Nesta quadra histórica em que estamos, não dá para dizer nada. Não há como pensar em eleição agora. Imaginou, no meio da crise aqui, eu dizer para alguém: “Dá uma cuidada aqui pra mim que estou indo para uma reunião política”. Estamos 100% concentrados no ataque à pandemia.

 

Mas a eleição prossegue no calendário do Tribunal Superior Eleitoral, não foi isolada ainda. Seu grupo fala em alçá-lo para o Senado ou vice no projeto reeleitoral do Ratinho…

Quando eu sair disso aqui, farei uma avaliação de valores pessoais, familiares, políticos, materiais (prefeito embarga a voz e chora neste ponto da entrevista). Vou repensar tudo. Naquilo que sempre tivemos e não valorizamos. Poder almoçar com a família, viajar com a família, coisas simples das quais muitas vezes fomos privados…

 

A crise abalou suas convicções na carreira política?

Façamos uma pergunta: que força nós temos? Existe super-homem, existe o grande empresário, o prefeito inabalável? Não existe. Quem é o homem? Somos frágeis, somos pó. Não quer dizer que não devemos lutar. Juntando todos temos força…

 

O planeta será outro depois da pandemia?

Será outro. Será o antes e o depois. Não existe baixar decreto de consciência, de educação. Tudo que se pode fazer é decreto de regras. Pessoas cumprem ou não. Papel aceita tudo. O planeta sairá diferente disso se tivermos a humildade de aprender. Temos que fazer uma rigorosa avaliação de valores, rever nosso estilo de vida, nossos hábitos, nossos projetos.

 

Você é tido como um gestor de personalidade difícil, cobra demais do time, alguns se sentem ofendidos com as cobranças a qualquer hora do dia ou da noite…

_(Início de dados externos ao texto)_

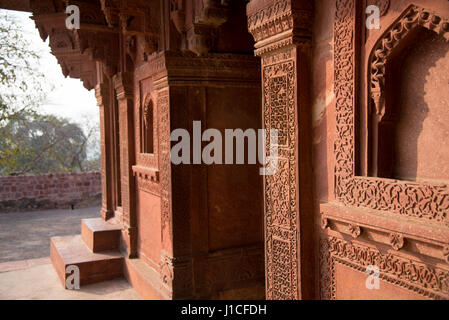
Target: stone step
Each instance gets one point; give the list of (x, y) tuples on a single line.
[(93, 267), (100, 235)]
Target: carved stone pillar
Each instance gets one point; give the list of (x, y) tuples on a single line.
[(104, 100), (282, 31), (123, 83)]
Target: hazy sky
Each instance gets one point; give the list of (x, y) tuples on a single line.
[(69, 98)]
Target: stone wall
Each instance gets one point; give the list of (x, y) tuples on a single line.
[(49, 191)]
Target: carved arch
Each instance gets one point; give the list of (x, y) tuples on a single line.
[(147, 126), (412, 18)]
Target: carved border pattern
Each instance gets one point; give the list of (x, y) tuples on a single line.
[(277, 18), (143, 159), (164, 158), (403, 198), (426, 280), (280, 189), (411, 18)]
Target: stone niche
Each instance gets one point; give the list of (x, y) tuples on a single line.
[(407, 119)]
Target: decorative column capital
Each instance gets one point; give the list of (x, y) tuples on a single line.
[(102, 94), (123, 84), (277, 24)]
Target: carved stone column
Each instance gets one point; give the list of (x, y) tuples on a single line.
[(104, 100), (123, 83), (282, 31)]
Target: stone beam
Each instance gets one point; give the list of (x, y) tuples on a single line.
[(17, 5)]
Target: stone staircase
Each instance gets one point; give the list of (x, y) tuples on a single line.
[(95, 252)]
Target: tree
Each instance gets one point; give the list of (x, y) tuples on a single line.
[(30, 142), (43, 144), (22, 85)]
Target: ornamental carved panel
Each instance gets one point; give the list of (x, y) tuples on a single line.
[(280, 189), (396, 225), (425, 202)]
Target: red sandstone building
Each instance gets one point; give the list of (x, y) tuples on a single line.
[(363, 120)]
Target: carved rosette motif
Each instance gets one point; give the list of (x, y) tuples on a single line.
[(383, 5), (396, 241), (426, 280), (429, 202), (354, 230)]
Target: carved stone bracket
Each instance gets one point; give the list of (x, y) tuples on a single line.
[(365, 226), (426, 280), (411, 18), (423, 202)]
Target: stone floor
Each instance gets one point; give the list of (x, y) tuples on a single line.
[(37, 280), (25, 268), (26, 235)]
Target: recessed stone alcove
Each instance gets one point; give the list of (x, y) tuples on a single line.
[(415, 119)]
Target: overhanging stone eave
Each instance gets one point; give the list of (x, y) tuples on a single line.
[(16, 5)]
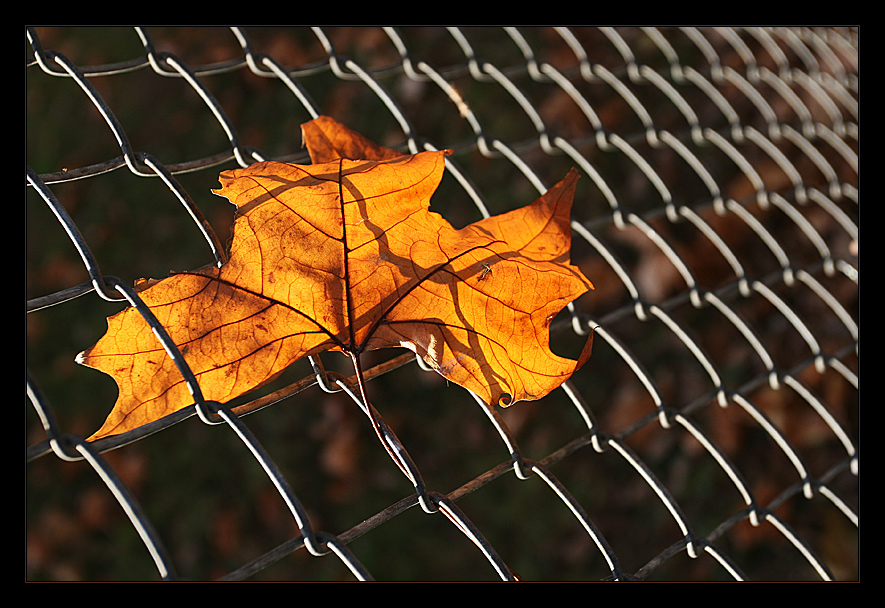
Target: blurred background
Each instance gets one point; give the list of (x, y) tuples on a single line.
[(769, 114)]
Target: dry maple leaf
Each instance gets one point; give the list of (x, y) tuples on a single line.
[(345, 255)]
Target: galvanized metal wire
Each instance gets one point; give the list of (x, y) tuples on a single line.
[(712, 436)]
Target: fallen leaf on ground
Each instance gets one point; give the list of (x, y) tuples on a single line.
[(344, 255)]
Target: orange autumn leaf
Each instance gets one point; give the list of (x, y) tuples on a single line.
[(345, 255)]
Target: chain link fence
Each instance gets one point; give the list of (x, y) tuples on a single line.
[(713, 435)]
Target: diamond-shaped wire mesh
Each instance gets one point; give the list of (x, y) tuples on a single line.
[(713, 434)]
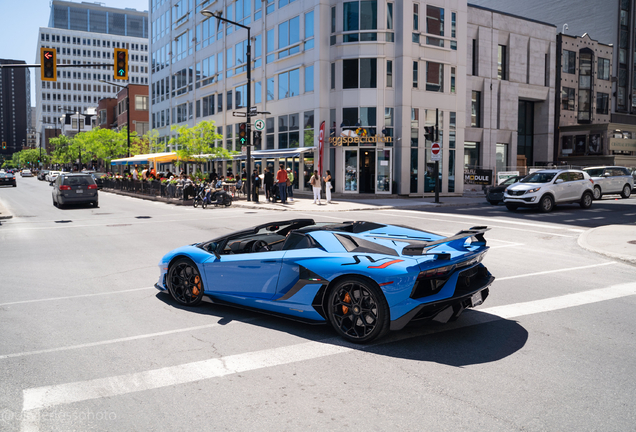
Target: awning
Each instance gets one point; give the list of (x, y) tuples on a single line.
[(145, 159), (277, 153)]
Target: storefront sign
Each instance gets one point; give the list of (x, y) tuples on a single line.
[(338, 141), (477, 177), (505, 175), (620, 144)]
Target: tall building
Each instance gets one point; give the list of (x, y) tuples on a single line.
[(376, 72), (15, 107), (85, 33), (608, 22)]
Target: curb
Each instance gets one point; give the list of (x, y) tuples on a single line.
[(584, 243)]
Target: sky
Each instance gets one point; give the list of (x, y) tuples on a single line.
[(20, 21)]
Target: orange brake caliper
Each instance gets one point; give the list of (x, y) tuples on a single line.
[(197, 285), (347, 299)]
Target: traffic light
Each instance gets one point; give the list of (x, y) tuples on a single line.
[(429, 133), (48, 64), (243, 133), (121, 63)]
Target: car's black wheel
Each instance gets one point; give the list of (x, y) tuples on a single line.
[(627, 191), (586, 200), (184, 282), (358, 310), (546, 204)]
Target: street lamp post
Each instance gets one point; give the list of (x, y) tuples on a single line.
[(127, 108), (248, 56)]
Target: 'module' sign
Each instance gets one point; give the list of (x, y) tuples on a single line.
[(338, 141)]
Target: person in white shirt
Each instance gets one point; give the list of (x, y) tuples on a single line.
[(316, 182)]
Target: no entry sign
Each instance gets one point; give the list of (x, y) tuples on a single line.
[(436, 150)]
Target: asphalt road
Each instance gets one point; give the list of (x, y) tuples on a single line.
[(87, 343)]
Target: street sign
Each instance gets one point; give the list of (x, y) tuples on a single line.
[(436, 151)]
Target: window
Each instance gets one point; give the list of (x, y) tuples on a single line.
[(434, 77), (434, 25), (475, 109), (289, 34), (569, 62), (309, 79), (309, 30), (602, 103), (367, 76), (603, 69), (502, 72), (415, 74), (360, 15), (567, 98), (288, 84)]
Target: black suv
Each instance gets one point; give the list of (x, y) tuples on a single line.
[(74, 189)]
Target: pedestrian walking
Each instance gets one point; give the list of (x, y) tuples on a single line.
[(268, 180), (328, 186), (281, 178), (316, 183)]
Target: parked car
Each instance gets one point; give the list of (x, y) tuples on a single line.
[(75, 188), (494, 194), (42, 174), (362, 278), (547, 188), (7, 179), (611, 180)]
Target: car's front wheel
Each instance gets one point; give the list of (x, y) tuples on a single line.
[(627, 191), (184, 282), (546, 204), (586, 200), (358, 310)]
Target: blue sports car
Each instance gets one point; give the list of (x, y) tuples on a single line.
[(363, 278)]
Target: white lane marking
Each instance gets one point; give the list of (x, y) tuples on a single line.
[(555, 271), (77, 296), (562, 302), (47, 396), (489, 225)]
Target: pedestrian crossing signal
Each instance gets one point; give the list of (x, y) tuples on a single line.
[(121, 63), (48, 64)]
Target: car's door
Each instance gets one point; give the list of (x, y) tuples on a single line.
[(245, 274), (561, 187)]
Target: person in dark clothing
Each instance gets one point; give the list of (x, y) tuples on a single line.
[(269, 182), (256, 184)]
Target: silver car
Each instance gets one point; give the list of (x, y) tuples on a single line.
[(611, 180)]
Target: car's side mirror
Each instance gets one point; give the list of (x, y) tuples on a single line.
[(213, 247)]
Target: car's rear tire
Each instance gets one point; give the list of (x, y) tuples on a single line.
[(357, 310), (586, 200), (546, 204), (626, 192), (184, 282)]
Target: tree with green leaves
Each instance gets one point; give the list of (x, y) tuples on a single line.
[(196, 143)]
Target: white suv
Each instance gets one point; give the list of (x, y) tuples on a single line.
[(610, 180), (547, 188)]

Convoquei uma reunião com o primeiro escalão no domingo. Falei que líderes não podem se ausentar nestes momentos. Senti uma sobrecarga em alguns setores. Cobrei responsabilidade, liderança, ação. Falei que estava ali sobre a mesa a possibilidade de cada um prosseguir ou não. Que estava ali a oportunidade de sair. E que pedir para sair também é um ato de coragem, que será respeitado. Felizmente todos permaneceram e estão engajados como nunca. Vamos em frente!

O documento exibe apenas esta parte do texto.